Professor Lawrence T. Scott has been named chair-elect for the American Chemical Society Division of Organic Chemistry. His one year term of office will run from January 1 – December 31, 2012. For the 2013 calendar year, he will serve as chair of the division.

With over 150,000 members worldwide, the American Chemical Society is the largest single-science professional society in the world, and the Division of Organic Chemistry, with over 16,000 members, is the largest division within the ACS. Professor Scott has served as an alternate councilor for the ACS, representing both the Division of Organic Chemistry and the geographical region in which Boston College is located, the Northeast Section.

Professor Scott came to Boston College in 1993 and currently occupies the Louise and Jim Vanderslice and Family Chair in Chemistry. Since 2006, he has served as associate chair of the chemistry department.
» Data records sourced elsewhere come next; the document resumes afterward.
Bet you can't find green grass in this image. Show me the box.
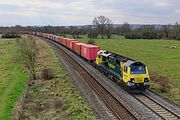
[0,39,28,120]
[24,38,96,120]
[79,35,180,100]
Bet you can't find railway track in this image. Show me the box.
[48,41,138,120]
[40,37,180,120]
[133,93,180,120]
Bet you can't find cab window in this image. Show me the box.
[124,66,127,73]
[131,65,146,74]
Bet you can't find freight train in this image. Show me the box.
[26,32,150,93]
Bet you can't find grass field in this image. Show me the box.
[0,38,28,120]
[76,35,180,101]
[22,38,96,120]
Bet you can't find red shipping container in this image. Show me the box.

First Annual Boston Women in Chemistry Symposium award Erika Vieira Best Talk

Jeffrey Byers

Erika Vieira, a Ph.D. student in Professor Amir Hoveyda’s laboratory, won the Best Oral Presentation Award at the First Annual Boston Women in Chemistry Symposium. Held at Harvard University, this symposium was established to showcase the excellent work of female chemistry graduate students and post-docs in the greater Boston area. Talks and posters were presented by 50 participants on a wide range of topics. Erika’s oral presentation was entitled “NHC–Cu-Catalyzed Enantioselective Additions of Allyl and Propargyl Groups to Aldimines.” For more information about this event and a collection of photos taken throughout the day, visit: http://www.fas.harvard.edu/~hwic/WInCS/home.html

2011-2012 Bristol-Myers Squibb Graduate Fellowship in Synthetic Organic Chemistry awarded to Fang Gao

Jeffrey Byers

Fang Gao, a 5th year graduate student in Professor Amir H. Hoveyda’s group, has been chosen to receive the 2011-2012 Bristol-Myers Squibb Graduate Fellowship in Synthetic Organic Chemistry.

Recognized for their academic and research achievements as well as potential for future accomplishments, Gao in one of five national winners. The others chosen to receive this significant honor represent Scripps Research Institute, Harvard University, Columbia University and UCLA.
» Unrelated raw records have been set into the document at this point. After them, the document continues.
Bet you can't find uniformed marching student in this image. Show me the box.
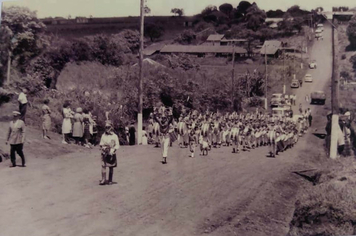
[189,129,197,157]
[268,120,277,157]
[243,123,251,151]
[230,120,240,153]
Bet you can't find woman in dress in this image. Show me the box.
[42,99,51,139]
[83,109,93,148]
[73,107,84,145]
[129,122,136,146]
[62,101,73,144]
[142,126,148,145]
John Kozarich Summer Undergraduate Research Fellows Named

We are pleased to announce the appointments of the 2011 Kozarich Fellows,  Samantha GoetzLeo Lamontagne and Patrick Wong, as they begin their summer research projects at the Merkert Chemistry Center. With the generosity of Dr. John Kozarich, who endowed the summer fellowship program that bears his name, the department recognizes these exceptional undergraduate researchers in the areas of organic chemistry, chemical biology and physical chemistry.  Biochemistry major Wong ’12 is a student researcher in the lab of Professor Jianmin Gao.  Both Goetz ’13 and Lamontagne ’13 are chemistry majors currently working in the laboratories of Professors Jason Kingsbury and Frank Tsung, respectively.

2011 Kozarich Fellows, (L-R) Patrick Wong, Samantha Goetz, and Leo Lamontagne.

Dr. Kozarich currently serves as chairman and president of ActivX Biosciences, Inc. and was formerly vice president at Merck Research Laboratories. He has also served on the faculty at the University of Maryland and Yale University Medical School. He has over 125 publications and holds three patents. Dr. Kozarich received his B.S. in Chemistry summa cum laude from BC; his Ph.D. in biological chemistry from MIT; and was an NIH postdoctoral fellow at Harvard University. We are grateful for his generous support and inspiration.